Two key differences between conventional acceleration programs and SoftBank’s is that SoftBank not only targets black and other minority founders, but also invests in companies.

“It went from being an accelerator of connections, tools, networks and opportunities to being an accelerator that financed companies in the end,” Catherine Lenson, managing partner and director of human resources at SoftBank Investment Advisers, told CNBC.

Last year, the murder of George Floyd and subsequent Black Lives Matter protests against police brutality and racism sparked boardroom discussions about how companies should address diversity. Tech is a sector that has gotten a bad rap for diversity, with predominantly white and male people working in the industry.

Several technology investors, including SoftBank and Andreessen Horowitz, have come up with initiatives aimed at addressing the problem.

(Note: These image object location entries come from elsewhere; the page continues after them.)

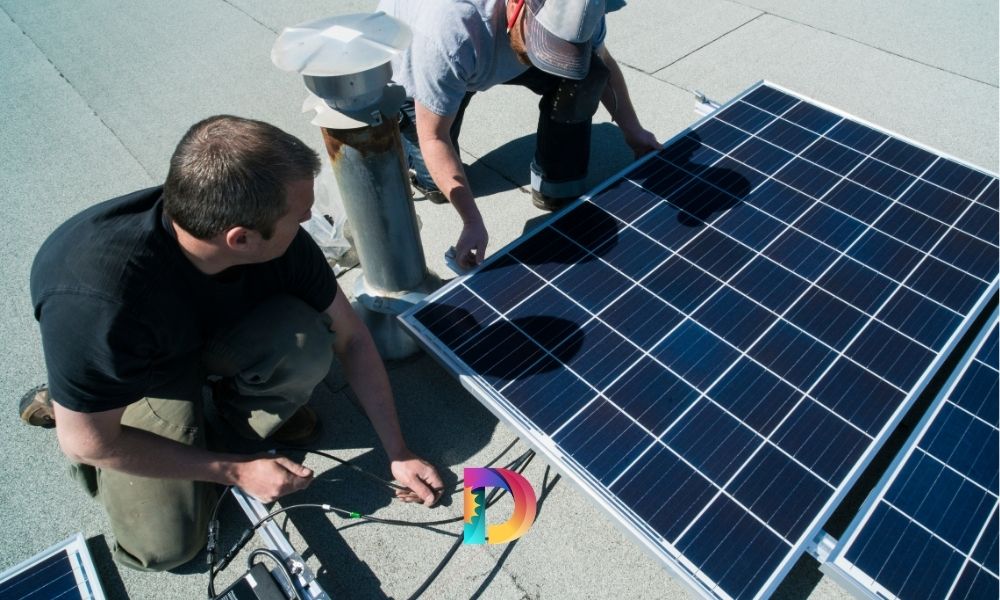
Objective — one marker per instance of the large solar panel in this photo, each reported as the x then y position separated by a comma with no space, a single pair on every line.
930,528
714,343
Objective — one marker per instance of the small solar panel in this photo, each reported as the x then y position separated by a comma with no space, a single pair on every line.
929,529
64,572
714,343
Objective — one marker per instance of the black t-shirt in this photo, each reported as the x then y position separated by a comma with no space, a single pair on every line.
124,314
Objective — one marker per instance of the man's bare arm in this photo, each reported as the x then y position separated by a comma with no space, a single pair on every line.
445,167
99,439
366,375
618,103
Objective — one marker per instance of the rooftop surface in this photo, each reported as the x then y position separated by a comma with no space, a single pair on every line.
96,94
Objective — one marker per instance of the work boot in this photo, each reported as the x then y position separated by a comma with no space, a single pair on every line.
36,407
301,429
435,196
550,203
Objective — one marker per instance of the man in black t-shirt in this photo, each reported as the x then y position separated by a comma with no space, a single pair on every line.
140,298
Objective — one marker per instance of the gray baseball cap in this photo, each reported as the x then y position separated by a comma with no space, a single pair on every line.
558,34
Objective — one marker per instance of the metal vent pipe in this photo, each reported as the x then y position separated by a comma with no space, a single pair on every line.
344,61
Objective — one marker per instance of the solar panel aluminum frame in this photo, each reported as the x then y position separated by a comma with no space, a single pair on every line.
836,565
80,560
621,516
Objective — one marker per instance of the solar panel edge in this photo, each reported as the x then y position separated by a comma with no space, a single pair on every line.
521,423
564,465
407,316
80,561
836,562
816,525
878,128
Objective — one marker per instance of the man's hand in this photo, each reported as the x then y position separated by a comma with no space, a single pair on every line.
470,250
268,477
642,141
423,483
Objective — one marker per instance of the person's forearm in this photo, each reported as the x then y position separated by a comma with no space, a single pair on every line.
370,382
145,454
616,98
446,170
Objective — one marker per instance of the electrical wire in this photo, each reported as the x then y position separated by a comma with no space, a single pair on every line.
281,567
518,464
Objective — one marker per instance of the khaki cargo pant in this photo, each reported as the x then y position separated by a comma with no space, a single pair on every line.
276,356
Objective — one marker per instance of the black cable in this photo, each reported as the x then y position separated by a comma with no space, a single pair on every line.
519,464
213,540
281,567
350,465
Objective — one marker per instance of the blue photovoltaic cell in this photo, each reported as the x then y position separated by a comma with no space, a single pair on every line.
931,529
47,580
742,314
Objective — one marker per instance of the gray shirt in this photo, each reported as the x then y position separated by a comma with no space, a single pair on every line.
458,46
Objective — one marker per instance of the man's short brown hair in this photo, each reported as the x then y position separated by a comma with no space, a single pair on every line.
228,171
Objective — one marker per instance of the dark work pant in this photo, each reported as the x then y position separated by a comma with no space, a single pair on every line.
562,150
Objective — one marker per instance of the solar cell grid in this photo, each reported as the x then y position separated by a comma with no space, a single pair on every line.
723,295
930,529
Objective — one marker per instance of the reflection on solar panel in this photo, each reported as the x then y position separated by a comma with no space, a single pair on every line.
714,344
930,529
64,571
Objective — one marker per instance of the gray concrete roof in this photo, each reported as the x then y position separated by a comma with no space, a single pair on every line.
94,95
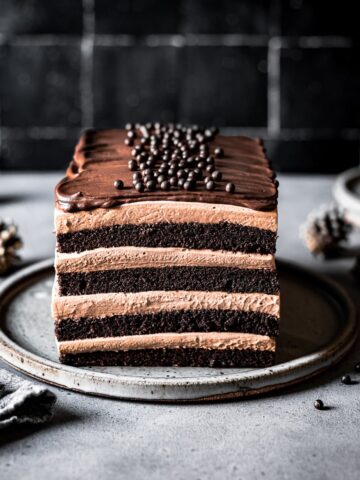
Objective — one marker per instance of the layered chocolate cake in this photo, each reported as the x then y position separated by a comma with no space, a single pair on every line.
165,250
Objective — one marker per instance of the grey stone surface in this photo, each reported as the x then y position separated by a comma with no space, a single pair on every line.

Some companies, like London-based Ada Ventures, endorsed new standards for venture capital that bring diversity to the forefront of investment decisions.

In Europe, about 91% of venture money went to startups with all-male founding teams last year, according to a report by Atomico. And 62% of underrepresented founders had a harder time raising cash, up from 31% in 2019.

“What we are seeing is that founders from diverse backgrounds were going through incredible incubators very early in their lives,” Lenson said. But “when they got to later funding rounds, what we found was that the doors were still closing on them,” he added.

SoftBank’s Emerge program, which lasts eight weeks, will be open to a cohort of early-stage companies that already have a viable product with potential to scale, and at least one founder who identifies as non-white, female, LGBTQ +, disabled. or a refugee.

Investors would then back the seed rounds of successful startups, with SoftBank pumping up to $ 2.5 million and Speedinvest matching this sum, Holle said. The other private equity firms would participate with lower commitments.

Due to the coronavirus pandemic, SoftBank was unable to run its 2020 program in person as originally planned. Lenson said the same would happen this year, however he hopes there may be an in-person component as travel restrictions ease in the coming months.

Emerge is not SoftBank’s first diversity-focused investment initiative. The company also created a $ 100 million “Opportunity Fund” for minority-owned businesses, for example. However, SoftBank does not have the best track record of supporting diverse teams, having invested in only a handful of companies created by black or female founders.